The 2008 Checker O'Reilly Auto Parts 500 Presented by Pennzoil was the penultimate race of the 2008 NASCAR Sprint Cup season and the 2008 Chase for the Sprint Cup. To date, it is the final career race for Kyle Petty.

== Summary ==

The 312-lap, 500 km event on the 1 mi circuit was held on November 9 at Phoenix International Raceway in the Phoenix, Arizona, suburb of Avondale. ABC broadcast the race on television beginning at 3 pm US EST while MRN along with Sirius Satellite Radio had radio coverage starting at 2:45 pm US EST.

=== Qualifying ===
Jimmie Johnson won the Pole for Sunday's race, while the man closest to him, Carl Edwards starts fifth.

=== Recap ===
In a race delayed by rain for almost half an hour, then held up another twenty minutes due to a major accident, Johnson all but clinched the 2008 Sprint Cup Championship, his third in a row. Also, a second major accident happened at the end of the race. When the field came to the finish line to take the checkered flag, Matt Kenseth, knocked A. J. Allmendinger into Juan Pablo Montoya. As Kenseth continued to a 15th-place finish, Allmendinger & Montoya became hooked together, slid across the line & hit the inside wall, sending Montoya spinning back across traffic, collecting, Tony Stewart, Robby Gordon, Bill Elliott, Ken Schrader & others. Nevertheless, Allmendinger managed slide across the line to finish 16th, get his car back straight & move on, while Montoya also slid across the line & finish 17th. However, he lost his back-end bumper cover & his car came to rest against the fence.

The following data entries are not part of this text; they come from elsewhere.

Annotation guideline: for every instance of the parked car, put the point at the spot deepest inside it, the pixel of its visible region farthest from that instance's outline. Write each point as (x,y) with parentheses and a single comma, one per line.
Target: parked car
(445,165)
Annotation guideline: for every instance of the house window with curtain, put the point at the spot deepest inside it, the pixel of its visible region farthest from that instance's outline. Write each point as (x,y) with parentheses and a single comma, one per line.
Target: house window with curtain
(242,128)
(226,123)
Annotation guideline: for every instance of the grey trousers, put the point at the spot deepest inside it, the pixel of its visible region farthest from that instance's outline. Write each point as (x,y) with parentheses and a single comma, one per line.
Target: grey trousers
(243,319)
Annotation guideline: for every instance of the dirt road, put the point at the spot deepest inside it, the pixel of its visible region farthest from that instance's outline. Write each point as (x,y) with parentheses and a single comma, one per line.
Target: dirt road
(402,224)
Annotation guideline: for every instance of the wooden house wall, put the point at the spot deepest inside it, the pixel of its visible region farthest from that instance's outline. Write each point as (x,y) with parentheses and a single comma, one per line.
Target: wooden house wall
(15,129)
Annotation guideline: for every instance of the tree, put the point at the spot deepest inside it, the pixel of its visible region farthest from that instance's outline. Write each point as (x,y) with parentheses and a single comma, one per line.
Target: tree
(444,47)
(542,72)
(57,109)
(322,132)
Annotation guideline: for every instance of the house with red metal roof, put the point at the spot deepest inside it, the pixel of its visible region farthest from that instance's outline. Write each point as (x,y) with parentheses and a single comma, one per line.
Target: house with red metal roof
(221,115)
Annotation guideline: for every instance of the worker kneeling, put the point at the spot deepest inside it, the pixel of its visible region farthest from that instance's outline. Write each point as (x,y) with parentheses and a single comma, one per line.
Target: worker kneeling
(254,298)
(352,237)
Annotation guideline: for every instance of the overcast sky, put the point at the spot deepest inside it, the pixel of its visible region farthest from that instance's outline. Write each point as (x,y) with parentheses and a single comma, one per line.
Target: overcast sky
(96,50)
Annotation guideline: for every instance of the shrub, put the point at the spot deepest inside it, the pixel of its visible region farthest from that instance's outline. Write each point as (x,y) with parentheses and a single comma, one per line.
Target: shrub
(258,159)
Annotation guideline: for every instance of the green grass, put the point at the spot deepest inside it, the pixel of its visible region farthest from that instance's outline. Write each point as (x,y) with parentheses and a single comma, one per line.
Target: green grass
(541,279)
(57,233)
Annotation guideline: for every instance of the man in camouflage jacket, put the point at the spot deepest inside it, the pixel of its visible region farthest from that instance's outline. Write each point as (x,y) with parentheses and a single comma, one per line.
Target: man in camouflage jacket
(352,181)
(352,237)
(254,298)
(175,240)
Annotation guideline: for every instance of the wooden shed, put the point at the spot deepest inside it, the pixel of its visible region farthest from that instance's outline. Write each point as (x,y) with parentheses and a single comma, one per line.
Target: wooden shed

=== Lap 284: ESPN's Heidi Game Ruse ===
Viewers in the Eastern and Central Time Zones of the USA were forced to switch from ABC to ESPN2 to see the finish of the race on Lap 284 as the network broadcast America's Funniest Home Videos at 7:30 pm EST, while ABC continued the race to its conclusion (313 laps) in the Mountain and Pacific Time Zones. NASCAR Chairman Brian France was enraged by this decision:

We didn't like [ABC's call], that was not what we had anticipated but we have talked to them [in the days following the race]. There were lots of circumstances that we have to consider, [and ABC] had their own issues to manage around. Unfortunately, we got the short end of that. They did not like the idea of having to pull out of ABC and operate the way they did [November 9, 2008]. It is imperative that [NASCAR and their television partners Fox, TNT and ESPN] work closely together with [each other] for scheduling.

-Interview with Associated Press on November 11th, 2008.

Other broadcast networks since 2001 (when the national television contracts took place) had previously broadcast races to the conclusion, even in rain delay cases. The 2002 UAW-GM Quality 500 at Lowe's Motor Speedway, the 2005 Aaron's 312 (NNS) at Talladega Superspeedway, and the 2005 Pepsi 400 at Daytona International Speedway each ran late past network hours and were retained on the broadcast network until their conclusions. ESPN, on the other hand, pulled a similar "Heidi Game" rule at the 2007 LifeLock 400 at the Kansas Speedway.

Both Phoenix races during the 2008 season had incidents with other events. During the spring race, the broadcast started when the cars were in the dogleg of the first lap. And 20 years ago during the first Cup race at Phoenix, ESPN joined the race after 30 laps had been completed.